When generating notice/RDF, the ted-rdf-mapping-eforms repository map N source schemas to a single target ontology (v4.0), resulting in N individual mappings. With each update to the ontology, all N mappings must also be updated, adding complexity and cost.
By introducing an intermediate model as a pivot, we can simplify ontology upgrades. The concept is to map the N source schemas to the pivot, and then map the pivot to RDF. This reduces the number of mappings to maintain during Ontology upgrades to one.
One approach for this pivot model is to use an in-memory relational database (RDB), where the XML data is mapped to relational tables.

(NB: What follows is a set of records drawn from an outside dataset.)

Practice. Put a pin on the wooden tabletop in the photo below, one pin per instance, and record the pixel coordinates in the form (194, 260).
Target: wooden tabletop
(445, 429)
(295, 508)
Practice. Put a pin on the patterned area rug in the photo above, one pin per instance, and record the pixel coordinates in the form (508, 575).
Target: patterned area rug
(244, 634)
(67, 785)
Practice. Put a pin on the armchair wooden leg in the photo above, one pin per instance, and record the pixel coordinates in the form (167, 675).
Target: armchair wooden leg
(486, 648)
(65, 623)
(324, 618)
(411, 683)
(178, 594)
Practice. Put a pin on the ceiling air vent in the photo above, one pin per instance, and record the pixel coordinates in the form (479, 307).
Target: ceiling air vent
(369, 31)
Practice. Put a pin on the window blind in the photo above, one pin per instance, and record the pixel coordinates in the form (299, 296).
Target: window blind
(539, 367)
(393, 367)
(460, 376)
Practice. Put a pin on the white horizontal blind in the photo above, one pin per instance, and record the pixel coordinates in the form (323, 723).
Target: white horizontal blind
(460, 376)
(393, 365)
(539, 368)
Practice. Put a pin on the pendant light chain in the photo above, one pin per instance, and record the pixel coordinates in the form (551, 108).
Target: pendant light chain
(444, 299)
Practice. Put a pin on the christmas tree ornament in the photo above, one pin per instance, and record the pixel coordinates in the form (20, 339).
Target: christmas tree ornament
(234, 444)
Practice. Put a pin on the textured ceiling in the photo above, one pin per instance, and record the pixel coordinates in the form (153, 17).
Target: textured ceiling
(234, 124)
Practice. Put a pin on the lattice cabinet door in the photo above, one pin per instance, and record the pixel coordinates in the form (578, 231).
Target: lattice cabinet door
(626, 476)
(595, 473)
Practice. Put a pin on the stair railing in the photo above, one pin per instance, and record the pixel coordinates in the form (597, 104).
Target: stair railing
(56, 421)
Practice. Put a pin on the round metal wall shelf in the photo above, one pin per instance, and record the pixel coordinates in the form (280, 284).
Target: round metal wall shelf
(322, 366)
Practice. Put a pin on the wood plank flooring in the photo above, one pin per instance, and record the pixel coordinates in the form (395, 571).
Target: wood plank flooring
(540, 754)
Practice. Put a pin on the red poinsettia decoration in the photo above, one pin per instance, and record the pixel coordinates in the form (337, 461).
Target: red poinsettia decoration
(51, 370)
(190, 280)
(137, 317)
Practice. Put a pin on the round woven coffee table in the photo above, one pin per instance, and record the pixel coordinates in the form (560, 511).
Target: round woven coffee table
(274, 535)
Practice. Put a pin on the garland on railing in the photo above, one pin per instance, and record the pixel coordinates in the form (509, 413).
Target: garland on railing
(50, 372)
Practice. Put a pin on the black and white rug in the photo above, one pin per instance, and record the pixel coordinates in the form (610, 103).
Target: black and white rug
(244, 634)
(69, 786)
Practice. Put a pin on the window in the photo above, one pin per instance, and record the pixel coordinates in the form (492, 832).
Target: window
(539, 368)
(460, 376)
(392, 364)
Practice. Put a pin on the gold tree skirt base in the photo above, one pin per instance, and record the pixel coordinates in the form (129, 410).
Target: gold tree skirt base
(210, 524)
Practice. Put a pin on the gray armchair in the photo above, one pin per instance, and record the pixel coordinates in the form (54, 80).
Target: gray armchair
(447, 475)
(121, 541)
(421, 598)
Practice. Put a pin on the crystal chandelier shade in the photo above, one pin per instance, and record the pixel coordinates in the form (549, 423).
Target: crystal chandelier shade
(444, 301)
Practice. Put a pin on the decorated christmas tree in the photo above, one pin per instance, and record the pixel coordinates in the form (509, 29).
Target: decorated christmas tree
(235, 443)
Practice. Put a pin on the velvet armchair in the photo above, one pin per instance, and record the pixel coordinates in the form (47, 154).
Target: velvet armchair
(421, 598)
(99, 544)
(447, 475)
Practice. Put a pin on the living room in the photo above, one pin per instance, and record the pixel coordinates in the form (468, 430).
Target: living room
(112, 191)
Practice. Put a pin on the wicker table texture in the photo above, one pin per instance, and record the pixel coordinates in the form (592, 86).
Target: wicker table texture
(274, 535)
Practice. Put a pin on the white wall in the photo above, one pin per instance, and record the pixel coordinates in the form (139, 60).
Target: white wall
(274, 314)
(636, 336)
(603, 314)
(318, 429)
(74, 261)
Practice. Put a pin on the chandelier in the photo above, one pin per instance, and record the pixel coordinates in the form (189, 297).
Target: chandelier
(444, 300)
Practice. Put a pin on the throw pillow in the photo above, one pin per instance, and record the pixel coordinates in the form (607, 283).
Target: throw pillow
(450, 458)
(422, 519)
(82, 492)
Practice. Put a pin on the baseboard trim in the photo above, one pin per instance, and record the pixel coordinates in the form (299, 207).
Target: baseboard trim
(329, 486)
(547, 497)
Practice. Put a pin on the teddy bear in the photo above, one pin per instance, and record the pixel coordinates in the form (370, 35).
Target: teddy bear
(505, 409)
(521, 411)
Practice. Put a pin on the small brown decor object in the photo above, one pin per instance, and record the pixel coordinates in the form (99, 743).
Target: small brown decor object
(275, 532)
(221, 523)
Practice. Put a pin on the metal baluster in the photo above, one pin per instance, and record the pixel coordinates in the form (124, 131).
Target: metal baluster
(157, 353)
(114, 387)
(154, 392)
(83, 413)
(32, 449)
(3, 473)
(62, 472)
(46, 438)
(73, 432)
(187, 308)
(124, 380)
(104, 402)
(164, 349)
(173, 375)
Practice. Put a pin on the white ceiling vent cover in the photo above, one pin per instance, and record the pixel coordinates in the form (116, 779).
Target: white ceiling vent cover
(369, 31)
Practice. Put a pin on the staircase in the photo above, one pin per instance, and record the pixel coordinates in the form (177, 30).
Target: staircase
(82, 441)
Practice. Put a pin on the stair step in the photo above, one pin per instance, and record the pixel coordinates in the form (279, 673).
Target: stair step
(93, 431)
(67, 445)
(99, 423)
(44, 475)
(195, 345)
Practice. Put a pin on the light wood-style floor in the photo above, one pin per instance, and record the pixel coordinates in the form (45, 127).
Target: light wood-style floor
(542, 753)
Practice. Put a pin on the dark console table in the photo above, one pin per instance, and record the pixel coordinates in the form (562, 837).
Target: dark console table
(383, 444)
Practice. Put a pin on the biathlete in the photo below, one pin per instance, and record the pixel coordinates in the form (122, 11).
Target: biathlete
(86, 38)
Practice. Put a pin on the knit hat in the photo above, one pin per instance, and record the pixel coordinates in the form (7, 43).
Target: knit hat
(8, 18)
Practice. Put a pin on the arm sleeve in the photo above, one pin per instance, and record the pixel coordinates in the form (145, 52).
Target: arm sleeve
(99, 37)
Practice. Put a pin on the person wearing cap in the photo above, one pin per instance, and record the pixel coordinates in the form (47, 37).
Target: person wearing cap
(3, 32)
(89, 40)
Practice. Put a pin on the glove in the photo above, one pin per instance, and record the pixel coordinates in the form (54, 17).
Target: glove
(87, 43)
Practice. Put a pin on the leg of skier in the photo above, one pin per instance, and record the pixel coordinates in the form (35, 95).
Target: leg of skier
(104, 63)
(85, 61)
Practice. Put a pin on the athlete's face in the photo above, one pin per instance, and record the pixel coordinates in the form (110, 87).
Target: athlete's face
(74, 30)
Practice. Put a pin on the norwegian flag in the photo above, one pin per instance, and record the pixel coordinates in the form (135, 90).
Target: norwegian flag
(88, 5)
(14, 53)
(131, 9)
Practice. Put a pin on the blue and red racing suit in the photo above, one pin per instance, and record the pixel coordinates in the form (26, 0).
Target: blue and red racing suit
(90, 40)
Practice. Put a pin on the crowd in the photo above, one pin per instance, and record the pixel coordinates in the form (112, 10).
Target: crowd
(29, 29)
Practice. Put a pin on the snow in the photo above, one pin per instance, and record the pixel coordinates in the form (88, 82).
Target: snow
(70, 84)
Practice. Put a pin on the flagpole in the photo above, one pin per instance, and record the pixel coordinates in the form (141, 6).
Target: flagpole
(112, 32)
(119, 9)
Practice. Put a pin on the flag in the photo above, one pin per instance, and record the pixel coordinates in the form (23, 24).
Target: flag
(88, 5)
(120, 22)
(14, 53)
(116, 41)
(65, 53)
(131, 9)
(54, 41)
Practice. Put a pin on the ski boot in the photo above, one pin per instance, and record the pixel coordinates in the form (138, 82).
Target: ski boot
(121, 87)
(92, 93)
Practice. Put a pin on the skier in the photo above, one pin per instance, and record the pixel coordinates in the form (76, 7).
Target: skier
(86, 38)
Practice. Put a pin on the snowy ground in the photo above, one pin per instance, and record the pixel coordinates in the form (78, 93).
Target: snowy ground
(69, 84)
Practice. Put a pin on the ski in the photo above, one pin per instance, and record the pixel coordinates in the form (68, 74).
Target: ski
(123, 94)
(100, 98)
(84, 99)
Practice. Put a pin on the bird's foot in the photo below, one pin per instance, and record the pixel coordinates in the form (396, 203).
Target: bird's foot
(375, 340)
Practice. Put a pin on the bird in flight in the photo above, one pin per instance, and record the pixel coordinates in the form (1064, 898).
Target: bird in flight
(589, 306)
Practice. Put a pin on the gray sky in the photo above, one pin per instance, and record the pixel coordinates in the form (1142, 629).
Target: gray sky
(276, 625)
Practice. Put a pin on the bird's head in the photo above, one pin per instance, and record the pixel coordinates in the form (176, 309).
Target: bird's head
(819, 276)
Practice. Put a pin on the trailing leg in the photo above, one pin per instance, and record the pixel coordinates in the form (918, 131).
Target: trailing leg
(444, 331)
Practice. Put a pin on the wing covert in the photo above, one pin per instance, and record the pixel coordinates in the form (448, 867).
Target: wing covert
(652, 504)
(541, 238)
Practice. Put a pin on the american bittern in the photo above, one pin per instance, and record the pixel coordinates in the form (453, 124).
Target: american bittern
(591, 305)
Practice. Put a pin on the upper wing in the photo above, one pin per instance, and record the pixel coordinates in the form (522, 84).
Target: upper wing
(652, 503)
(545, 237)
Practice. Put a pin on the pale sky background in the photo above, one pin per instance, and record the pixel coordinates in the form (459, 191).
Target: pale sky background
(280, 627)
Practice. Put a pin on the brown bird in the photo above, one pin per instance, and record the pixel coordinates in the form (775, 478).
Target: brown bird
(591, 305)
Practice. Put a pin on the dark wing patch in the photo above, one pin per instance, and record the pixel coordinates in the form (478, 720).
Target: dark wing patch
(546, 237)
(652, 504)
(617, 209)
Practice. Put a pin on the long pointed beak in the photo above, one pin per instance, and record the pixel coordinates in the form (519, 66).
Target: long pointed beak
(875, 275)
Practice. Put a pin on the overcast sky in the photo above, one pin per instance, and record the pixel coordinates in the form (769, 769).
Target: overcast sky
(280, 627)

RDF can then be produced from the relational schema using a mapping language such as R2RML.
This method will enhance performance and clarity in the mapping process.
- Initialization
- Set up an in-memory relational database, prepopulating it with tables that contain controlled vocabularies.
- Populating Data
- Traverse the XML data to fill the corresponding database tables.
- Converting XML into relational tables is a well-known problem, and tools exist to automate this process, often utilizing XSD files. Ideally, a declarative language should be used for this translation.
- Traverse the XML data to fill the corresponding database tables.
- Mapping to RDF
- Convert the populated relational tables into RDF triples. O(n)
- During development, tools like Ontop can be used to execute SPARQL queries directly against the relational database.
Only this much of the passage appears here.